Free Laptops for Excelsior Students from Ministry of Education
It’s one of four Belize City high schools that have been selected for the Education Upliftment Program dubbed Together We Rise. Students who attend the four institutions: Sadie Vernon, Excelsior, Maud Williams and Gwen Lizarraga high schools are given uniforms, education, lunch and other resources free of cost to them. Today, Excelsior was the first to receive free laptops and Chrome Books for students who do not have those electronic devices. News Five’s Marion Ali was there and filed this report.
Through close working relations with the Ministry of Diaspora Relations and Build Belize Incorporated, the Ministry of Education has been able to hand over fifty-four laptops and Chrome Books to Excelsior High School. They will be given to students who do not have gadgets of their own to study or complete their assignments.
Francis Fonseca, Minister of Education
“We wanted to come here to Excelsior this morning to make sure that we send a very clear message to these young people – that they are important, that their education is important, that we believe in them, that we want to support them, and we want to equip them with the tools they need to be successful students.”
Excelsior, like the other three schools involved in the Ministry of Education’s Upliftment Program called Together We Rise, caters to students who come from poor socio-economic backgrounds, so prior to now; each student was given a laptop.

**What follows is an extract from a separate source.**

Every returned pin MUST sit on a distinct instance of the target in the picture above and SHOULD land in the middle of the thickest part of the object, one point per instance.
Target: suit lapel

But while new devices will be distributed to all one hundred and nine students again, the school’s Principal, Dawn Watters says today, the priority was given to the fifty-four whose first devices are no longer functional.
Dawn Watters, Principal, Excelsior High School
“For many of them, they don’t have an electronic device so the donation today has really helped our students. It has helped them to be current with their schoolwork. It has helped them to conduct research, and technology is being integrated in all areas of the curriculum so it allows linkages to happen across subject areas.”
Watters says that students have spent the past two years trying to keep up with their lessons with the use of manual school packages, so having a device will no doubt make the learning process that much more convenient. Watters said that since the Ministry’s Together We Rise program was introduced this month, there has been an increase in student enrollment.
“When these students come to us we have the responsibility to try and reform them and provide them with the morals and the values necessary for them to become productive citizens, so it transfers really to safer communities because if we have these kids off the streets, enrolled in school, and give them a positive outlet to gain abilities, skills, values, morals, then that will give them an option to perhaps go and further their studies or be functional at employment.”
As for the program, Minister Fonseca said that by next year, the ministry should be able to make an assessment of its success and to tweak the areas that may need it. Marion Ali for News Five.